Denn trotz Krieg, gestiegenen Lebenshaltungs- und Energiekosten zeigen im Handel längst nicht mehr alle Parameter nach unten. Offenbar ist aber Réne Benko, zu dessen Signa-Konzern Galeria gehört, bereit, das Unternehmen aus eigenen Mitteln zu stützen. Das berichtete der Galeria-Generalbevollmächtigte Arndt Geiwitz im November.

Wer könnte Filialen übernehmen?

Das Feld potenzieller Investoren dürfte angesichts der Lage überschaubar sein. Öffentlich Interesse bekundet hat derzeit nur Markus Schön von Buero.de. Gegenüber dem „Kölner Stadt-Anzeiger“ nannte er 47 Filialen in ganz Deutschland, die er übernehmen und unter dem Namen „Schön hier“ mit Warenhaus-typischem Sortiment weiterführen wolle.

Der Chef des Detmolder Onlinehändlers will auch das Personal übernehmen und hat vor allem Standorte in mittelgroßen Städten im Blick. Jüngst präzisierte Schön die Pläne für die 47 Standorte. Dass Schön das Onlineangebot auch in Kooperation mit Buero.de stärken will, ist bekannt, ebenso wie die angedachte Etablierung von Store-in-Store-Konzepten. Nun kündigte Schön an, fünf bis zehn Prozent der Fläche für regionale Angebote vorhalten zu wollen.

„Da aus unserer Sicht die Mitarbeitenden den größten Schatz des Unternehmens darstellen, würden wir bei der Umsetzung der Übernahme schnellstmöglich in den Tarifvertrag Einzelhandel zurückkehren“, sagte der Manager dem RedaktionsNetzwerk Deutschland (RND).
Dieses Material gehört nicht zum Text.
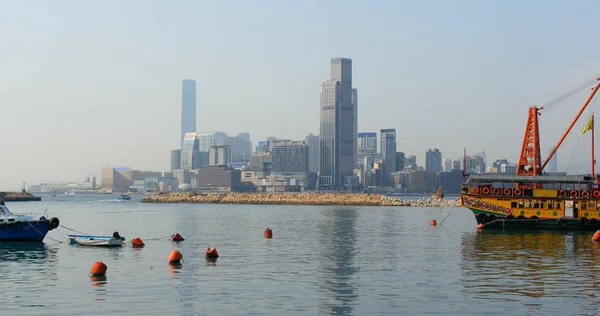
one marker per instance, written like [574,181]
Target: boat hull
[95,241]
[493,221]
[34,231]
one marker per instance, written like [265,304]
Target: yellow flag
[588,126]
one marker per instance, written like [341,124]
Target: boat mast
[593,151]
[594,90]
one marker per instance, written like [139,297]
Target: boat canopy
[530,179]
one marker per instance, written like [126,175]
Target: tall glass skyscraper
[337,136]
[188,107]
[388,151]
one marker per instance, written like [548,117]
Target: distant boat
[124,197]
[20,227]
[99,241]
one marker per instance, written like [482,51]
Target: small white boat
[100,241]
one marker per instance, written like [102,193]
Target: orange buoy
[177,237]
[175,257]
[596,236]
[137,242]
[98,268]
[268,233]
[211,252]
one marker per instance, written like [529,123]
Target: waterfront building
[388,152]
[205,140]
[456,165]
[447,165]
[188,108]
[175,159]
[312,141]
[219,155]
[433,160]
[337,151]
[366,145]
[218,178]
[400,160]
[240,145]
[191,156]
[411,162]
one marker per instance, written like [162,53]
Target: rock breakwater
[295,199]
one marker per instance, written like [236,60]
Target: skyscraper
[337,135]
[388,151]
[313,151]
[355,125]
[433,160]
[447,165]
[367,144]
[175,159]
[188,108]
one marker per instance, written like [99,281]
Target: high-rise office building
[312,141]
[388,151]
[366,144]
[337,135]
[456,165]
[191,158]
[355,125]
[219,155]
[188,108]
[175,159]
[433,160]
[400,161]
[205,140]
[447,165]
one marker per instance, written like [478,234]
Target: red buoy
[596,236]
[98,268]
[177,237]
[211,252]
[175,257]
[268,233]
[137,242]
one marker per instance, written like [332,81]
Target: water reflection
[99,282]
[337,239]
[517,266]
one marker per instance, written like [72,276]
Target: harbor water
[321,260]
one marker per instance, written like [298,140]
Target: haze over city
[88,84]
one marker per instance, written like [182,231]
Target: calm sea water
[322,260]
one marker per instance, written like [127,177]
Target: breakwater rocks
[295,199]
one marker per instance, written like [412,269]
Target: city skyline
[113,99]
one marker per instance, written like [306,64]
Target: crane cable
[570,93]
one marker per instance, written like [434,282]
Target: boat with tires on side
[23,227]
[532,199]
[98,241]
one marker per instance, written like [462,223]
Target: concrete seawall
[295,199]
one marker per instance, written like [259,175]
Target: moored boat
[99,241]
[22,227]
[530,199]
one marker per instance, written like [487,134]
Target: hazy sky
[90,83]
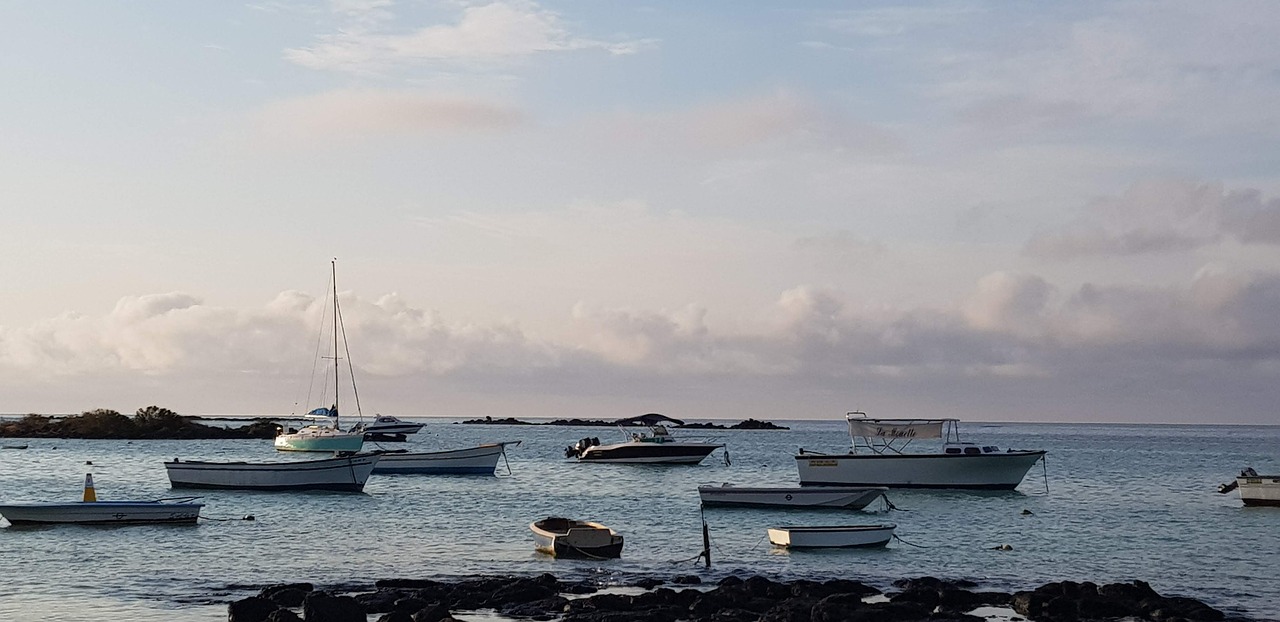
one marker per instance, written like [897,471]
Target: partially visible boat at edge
[878,458]
[810,497]
[346,474]
[575,539]
[832,536]
[181,510]
[1256,490]
[656,447]
[480,460]
[320,437]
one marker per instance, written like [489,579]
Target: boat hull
[813,497]
[844,536]
[472,461]
[344,474]
[987,471]
[572,539]
[1261,490]
[649,453]
[319,443]
[101,512]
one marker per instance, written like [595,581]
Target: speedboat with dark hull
[833,536]
[653,447]
[568,538]
[123,512]
[880,458]
[90,511]
[344,474]
[810,497]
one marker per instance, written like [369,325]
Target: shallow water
[1124,502]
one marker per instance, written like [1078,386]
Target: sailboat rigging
[328,438]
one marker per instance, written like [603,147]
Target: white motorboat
[480,460]
[387,425]
[126,512]
[832,536]
[328,437]
[656,447]
[346,474]
[810,497]
[880,457]
[1255,489]
[575,539]
[90,511]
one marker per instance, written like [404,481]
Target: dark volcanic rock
[547,608]
[287,594]
[432,613]
[951,597]
[1070,602]
[283,616]
[321,607]
[250,609]
[497,421]
[150,422]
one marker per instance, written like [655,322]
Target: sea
[1110,503]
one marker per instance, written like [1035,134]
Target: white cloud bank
[502,31]
[1014,348]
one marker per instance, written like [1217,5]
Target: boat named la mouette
[878,458]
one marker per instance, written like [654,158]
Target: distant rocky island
[150,422]
[750,424]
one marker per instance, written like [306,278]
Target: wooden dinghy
[575,539]
[832,536]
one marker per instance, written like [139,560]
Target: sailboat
[327,437]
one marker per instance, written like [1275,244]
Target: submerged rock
[732,599]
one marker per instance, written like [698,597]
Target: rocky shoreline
[732,599]
[151,422]
[750,424]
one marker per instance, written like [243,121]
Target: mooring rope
[906,543]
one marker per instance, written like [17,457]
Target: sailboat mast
[336,392]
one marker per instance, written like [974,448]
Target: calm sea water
[1124,502]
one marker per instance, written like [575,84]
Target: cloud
[1015,341]
[1162,216]
[499,31]
[353,114]
[1188,65]
[778,120]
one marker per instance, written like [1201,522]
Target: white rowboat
[810,497]
[346,474]
[480,460]
[575,539]
[832,536]
[1255,489]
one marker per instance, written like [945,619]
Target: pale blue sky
[991,210]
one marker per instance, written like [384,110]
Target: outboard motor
[579,448]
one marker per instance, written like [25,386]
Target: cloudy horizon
[995,213]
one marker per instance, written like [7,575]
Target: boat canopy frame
[894,435]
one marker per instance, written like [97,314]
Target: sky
[995,211]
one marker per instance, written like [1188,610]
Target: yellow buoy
[90,495]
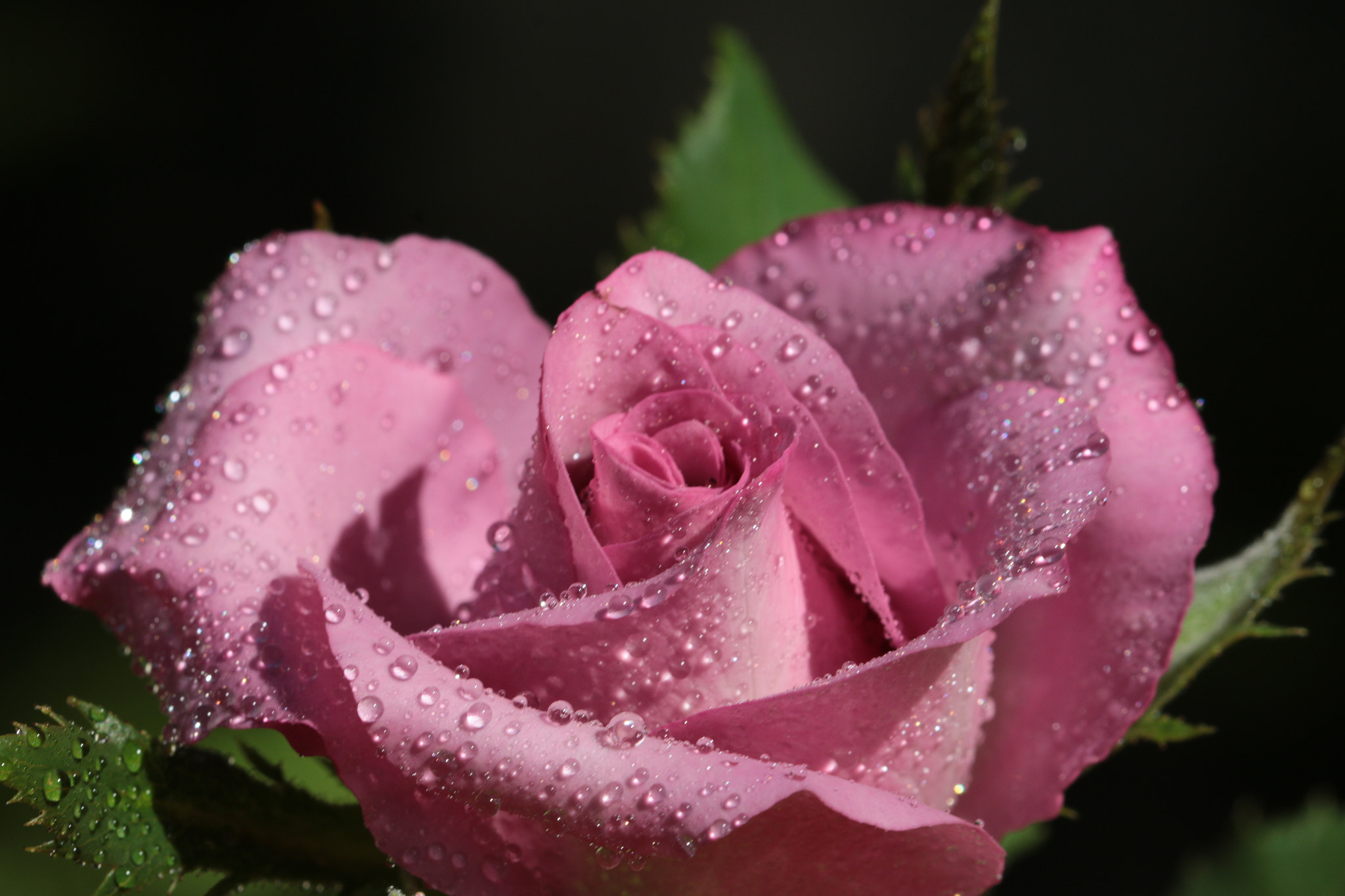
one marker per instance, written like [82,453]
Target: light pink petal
[340,456]
[422,300]
[725,624]
[627,500]
[454,743]
[602,360]
[908,721]
[813,377]
[926,305]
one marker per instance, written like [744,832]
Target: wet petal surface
[927,305]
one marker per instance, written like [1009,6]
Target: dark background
[141,146]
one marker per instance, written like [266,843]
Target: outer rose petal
[926,305]
[291,468]
[887,534]
[655,797]
[422,300]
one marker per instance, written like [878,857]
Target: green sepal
[1024,842]
[93,790]
[116,798]
[738,169]
[1231,595]
[966,155]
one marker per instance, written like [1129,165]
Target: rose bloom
[816,574]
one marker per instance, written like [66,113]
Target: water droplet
[500,536]
[1048,554]
[234,344]
[718,829]
[477,717]
[370,710]
[618,608]
[1139,343]
[133,756]
[721,345]
[194,536]
[793,347]
[623,731]
[324,305]
[1097,445]
[403,668]
[51,786]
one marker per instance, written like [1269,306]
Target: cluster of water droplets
[950,328]
[603,779]
[106,813]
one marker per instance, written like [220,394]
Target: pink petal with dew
[817,385]
[602,360]
[338,454]
[724,624]
[926,305]
[530,775]
[427,301]
[908,721]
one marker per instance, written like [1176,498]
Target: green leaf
[966,155]
[1286,857]
[738,169]
[93,789]
[1165,730]
[116,798]
[1024,842]
[1231,595]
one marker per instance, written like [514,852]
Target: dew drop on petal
[477,717]
[793,347]
[370,710]
[403,668]
[1139,343]
[623,731]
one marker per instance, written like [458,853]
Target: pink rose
[821,572]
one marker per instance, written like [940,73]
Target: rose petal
[602,360]
[926,305]
[648,797]
[908,721]
[885,509]
[725,624]
[626,500]
[340,459]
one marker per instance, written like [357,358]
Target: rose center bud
[662,473]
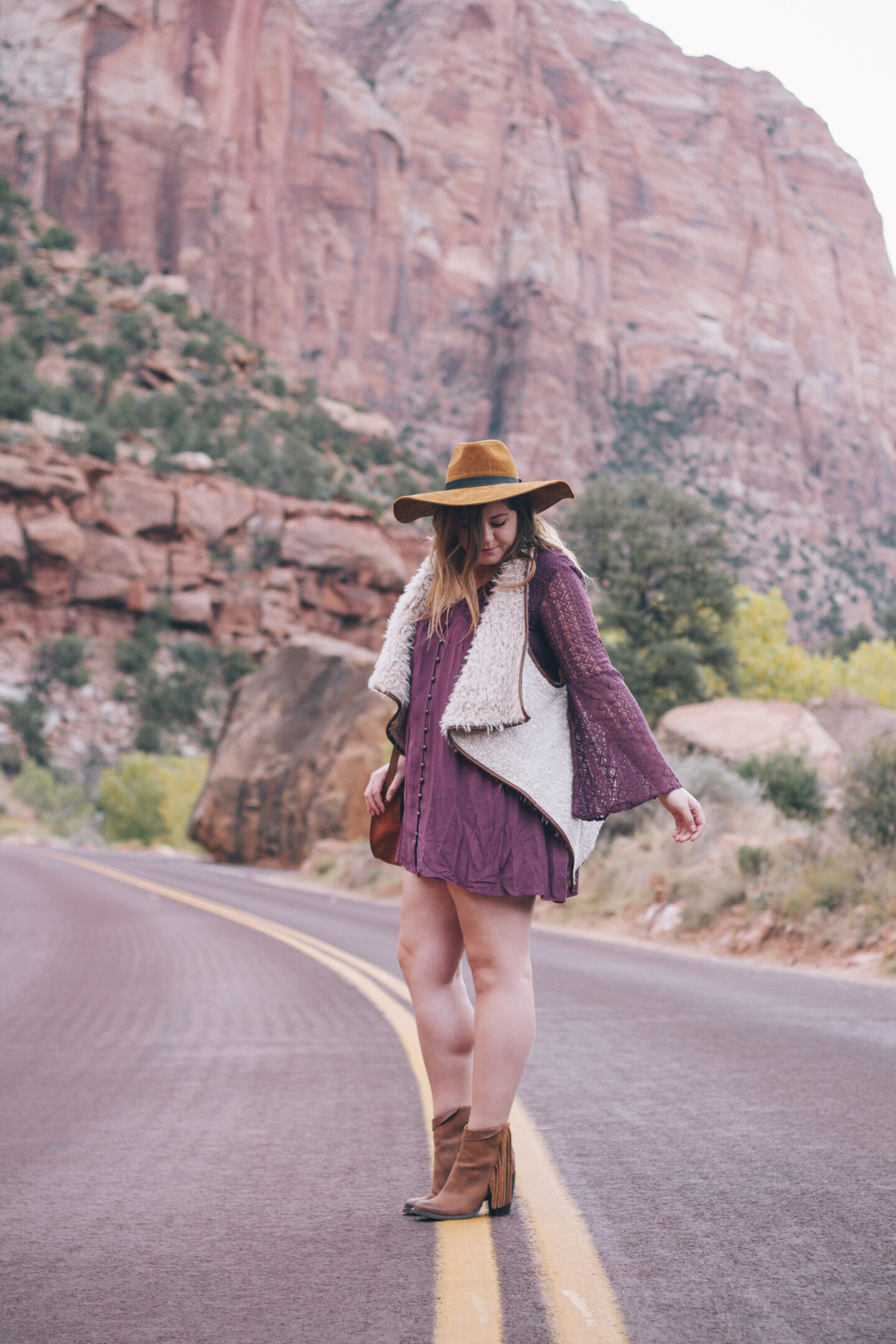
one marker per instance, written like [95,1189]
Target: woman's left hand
[688,813]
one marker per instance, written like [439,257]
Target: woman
[516,740]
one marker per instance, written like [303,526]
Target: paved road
[205,1136]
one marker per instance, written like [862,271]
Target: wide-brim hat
[480,474]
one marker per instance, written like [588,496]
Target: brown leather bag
[385,829]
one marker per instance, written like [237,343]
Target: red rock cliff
[530,218]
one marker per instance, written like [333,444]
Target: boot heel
[503,1179]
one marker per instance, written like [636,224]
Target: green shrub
[60,238]
[235,665]
[81,299]
[149,738]
[65,660]
[55,799]
[202,659]
[786,782]
[12,292]
[112,357]
[172,699]
[11,760]
[132,799]
[134,330]
[661,561]
[27,719]
[826,889]
[34,329]
[101,441]
[119,271]
[753,861]
[63,327]
[175,304]
[133,656]
[869,801]
[16,397]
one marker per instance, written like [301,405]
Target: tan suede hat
[480,474]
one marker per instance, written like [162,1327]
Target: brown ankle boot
[446,1140]
[484,1169]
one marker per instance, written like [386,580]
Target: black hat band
[467,482]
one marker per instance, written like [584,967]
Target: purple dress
[462,826]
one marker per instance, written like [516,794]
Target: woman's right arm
[374,791]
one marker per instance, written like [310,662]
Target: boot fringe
[503,1177]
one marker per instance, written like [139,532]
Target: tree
[665,589]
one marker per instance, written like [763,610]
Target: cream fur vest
[504,712]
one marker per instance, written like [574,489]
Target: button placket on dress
[426,729]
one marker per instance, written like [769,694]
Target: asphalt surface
[205,1136]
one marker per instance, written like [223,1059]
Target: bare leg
[430,950]
[496,938]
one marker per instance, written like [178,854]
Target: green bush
[55,799]
[101,441]
[149,738]
[81,299]
[60,238]
[27,719]
[175,304]
[16,396]
[112,357]
[869,800]
[34,329]
[12,292]
[132,797]
[786,782]
[172,699]
[11,760]
[831,889]
[65,660]
[665,590]
[753,861]
[202,659]
[31,276]
[134,330]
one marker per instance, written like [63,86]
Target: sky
[838,58]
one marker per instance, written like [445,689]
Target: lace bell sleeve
[615,761]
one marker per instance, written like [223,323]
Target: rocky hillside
[144,565]
[527,218]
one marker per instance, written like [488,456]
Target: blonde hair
[457,541]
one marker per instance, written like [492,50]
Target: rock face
[852,721]
[530,218]
[127,539]
[737,729]
[300,742]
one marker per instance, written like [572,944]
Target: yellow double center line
[581,1304]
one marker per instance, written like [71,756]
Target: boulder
[32,468]
[190,565]
[852,721]
[348,546]
[735,729]
[296,753]
[131,500]
[106,569]
[192,608]
[12,546]
[360,422]
[208,507]
[57,535]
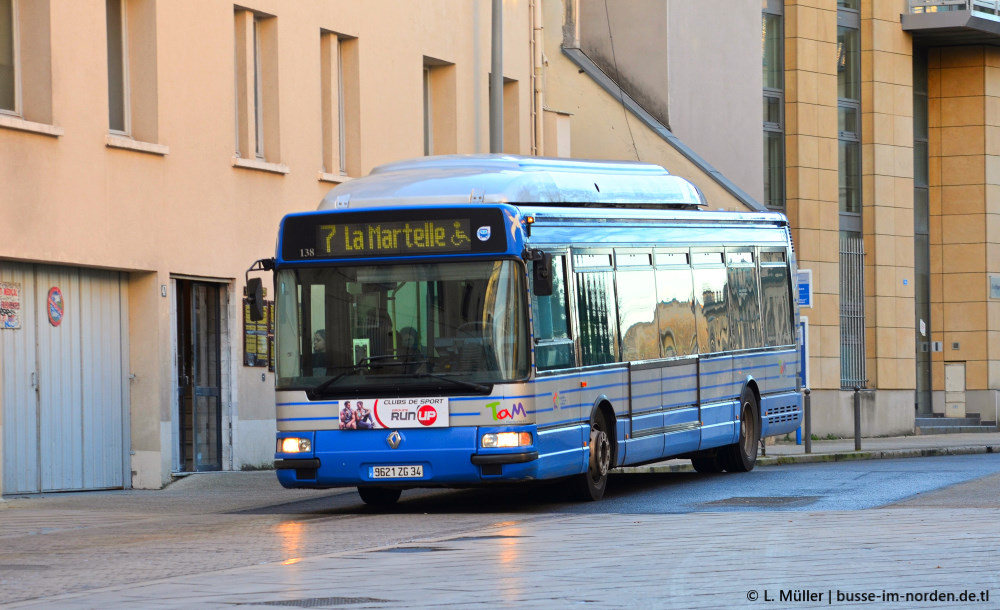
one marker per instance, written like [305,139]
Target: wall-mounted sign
[805,287]
[258,337]
[10,305]
[55,306]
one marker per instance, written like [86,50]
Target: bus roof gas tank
[491,179]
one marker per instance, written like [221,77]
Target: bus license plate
[396,472]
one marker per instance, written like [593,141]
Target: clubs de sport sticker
[375,413]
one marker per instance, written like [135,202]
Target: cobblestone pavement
[174,548]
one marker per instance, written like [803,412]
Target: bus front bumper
[448,457]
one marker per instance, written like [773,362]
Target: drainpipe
[496,80]
[537,108]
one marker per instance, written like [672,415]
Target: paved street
[658,540]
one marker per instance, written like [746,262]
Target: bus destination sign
[378,238]
[376,233]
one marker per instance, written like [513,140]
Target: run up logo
[426,415]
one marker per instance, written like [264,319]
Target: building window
[849,115]
[256,86]
[8,59]
[26,62]
[339,91]
[921,233]
[440,126]
[772,52]
[511,117]
[852,255]
[117,67]
[132,70]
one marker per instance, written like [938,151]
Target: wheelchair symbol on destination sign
[459,237]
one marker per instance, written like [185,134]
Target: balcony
[953,22]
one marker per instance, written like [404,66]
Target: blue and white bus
[470,320]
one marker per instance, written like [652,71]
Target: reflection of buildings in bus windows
[377,328]
[678,335]
[641,342]
[716,316]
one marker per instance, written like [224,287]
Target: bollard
[857,418]
[807,423]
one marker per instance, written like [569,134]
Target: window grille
[852,310]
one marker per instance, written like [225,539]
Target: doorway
[199,372]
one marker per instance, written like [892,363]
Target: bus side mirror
[541,272]
[255,297]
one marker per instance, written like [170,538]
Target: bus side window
[675,306]
[744,306]
[595,295]
[637,314]
[711,308]
[553,345]
[777,311]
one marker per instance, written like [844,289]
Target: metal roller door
[64,394]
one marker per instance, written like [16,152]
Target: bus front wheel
[742,456]
[591,484]
[379,496]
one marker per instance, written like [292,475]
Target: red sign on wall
[55,305]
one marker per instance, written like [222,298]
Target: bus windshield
[375,329]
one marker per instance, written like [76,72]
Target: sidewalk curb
[842,456]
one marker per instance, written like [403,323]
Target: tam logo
[427,415]
[513,413]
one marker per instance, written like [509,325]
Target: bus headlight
[294,445]
[494,440]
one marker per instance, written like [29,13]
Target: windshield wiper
[364,363]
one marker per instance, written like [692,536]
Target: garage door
[64,388]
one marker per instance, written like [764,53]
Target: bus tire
[590,485]
[379,496]
[707,465]
[742,456]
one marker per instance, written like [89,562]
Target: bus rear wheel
[379,496]
[591,484]
[742,456]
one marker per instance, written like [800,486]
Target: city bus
[472,320]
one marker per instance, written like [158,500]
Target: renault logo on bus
[426,415]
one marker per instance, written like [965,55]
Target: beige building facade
[148,150]
[879,147]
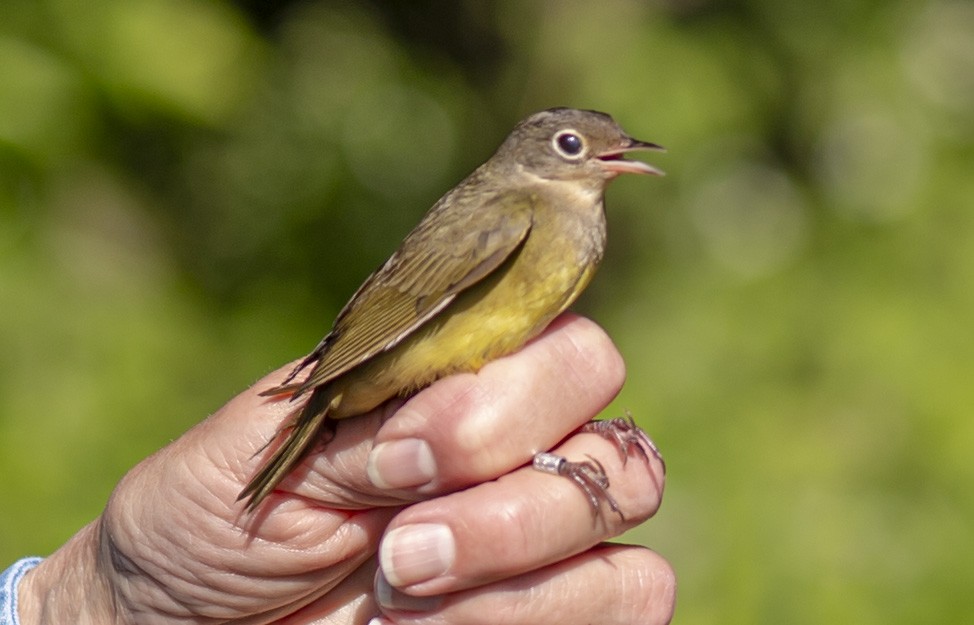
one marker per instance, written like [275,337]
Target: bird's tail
[299,437]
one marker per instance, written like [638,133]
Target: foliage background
[189,190]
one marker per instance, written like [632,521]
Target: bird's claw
[627,436]
[588,475]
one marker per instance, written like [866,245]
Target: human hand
[489,541]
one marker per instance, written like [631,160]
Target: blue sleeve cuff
[9,580]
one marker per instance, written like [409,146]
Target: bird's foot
[627,436]
[588,475]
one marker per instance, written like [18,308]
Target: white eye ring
[569,143]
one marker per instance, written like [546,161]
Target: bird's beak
[613,163]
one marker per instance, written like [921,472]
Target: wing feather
[438,260]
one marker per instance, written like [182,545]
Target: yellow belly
[491,319]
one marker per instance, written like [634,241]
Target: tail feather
[298,440]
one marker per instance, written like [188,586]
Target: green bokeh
[189,190]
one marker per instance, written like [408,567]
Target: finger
[608,584]
[520,522]
[469,428]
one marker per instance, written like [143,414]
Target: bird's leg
[627,436]
[588,475]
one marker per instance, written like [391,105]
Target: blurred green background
[189,191]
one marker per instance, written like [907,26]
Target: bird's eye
[569,143]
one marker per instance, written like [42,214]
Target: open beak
[614,164]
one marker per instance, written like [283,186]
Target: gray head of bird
[573,144]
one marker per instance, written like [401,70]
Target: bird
[488,267]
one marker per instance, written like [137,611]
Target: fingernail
[391,599]
[401,464]
[415,553]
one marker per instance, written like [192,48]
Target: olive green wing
[448,252]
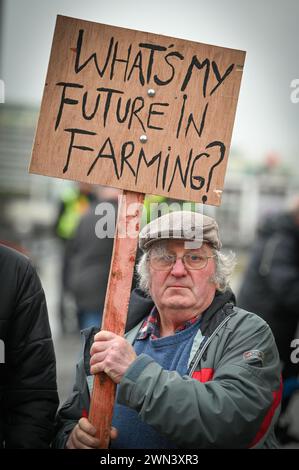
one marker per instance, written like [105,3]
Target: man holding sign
[193,370]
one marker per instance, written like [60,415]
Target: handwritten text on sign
[97,105]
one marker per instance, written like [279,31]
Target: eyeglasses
[165,262]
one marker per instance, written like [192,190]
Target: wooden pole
[116,305]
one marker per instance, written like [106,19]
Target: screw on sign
[145,113]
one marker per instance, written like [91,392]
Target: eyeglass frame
[183,261]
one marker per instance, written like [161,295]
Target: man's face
[180,287]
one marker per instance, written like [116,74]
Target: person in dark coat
[28,390]
[270,288]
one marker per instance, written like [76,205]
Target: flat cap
[184,225]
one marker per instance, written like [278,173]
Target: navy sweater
[172,353]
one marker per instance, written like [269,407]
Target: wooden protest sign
[142,112]
[109,89]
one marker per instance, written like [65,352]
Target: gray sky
[268,30]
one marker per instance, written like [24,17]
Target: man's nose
[178,268]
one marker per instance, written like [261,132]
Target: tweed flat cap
[184,225]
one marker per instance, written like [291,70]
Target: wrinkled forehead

So würde engagierte „und bei unserem Konzept auch sehr erfolgversprechende“ Arbeit angemessen bezahlt werden.

Schön nannte einen dreistelligen Millionenbetrag als Investition für das Gesamtprojekt, ließ jedoch offen, wie er dies finanzieren will. Auch vor diesem Hintergrund haben Insider Zweifel. Vollmundige Ankündigungen seien das eine, der Betrieb einer angeschlagenen Warenhauskette mit großem Investitionsstau sei das andere, heißt es.

Welche Standorte in NRW könnten von der Schließung bedroht sein?

In Nordrhein-Westfalen gibt es noch 31 Niederlassungen. Besonders besorgt sind die Mitarbeiter in den Filialen, die nach der ersten Insolvenz im Jahr 2020 für eine Schließung im Gespräch waren, dann aber doch erhalten blieben. In der Region beträfe das etwa den Kaufhof in Leverkusen. Wann ist mit Klarheit über die Sanierungspläne zu rechnen?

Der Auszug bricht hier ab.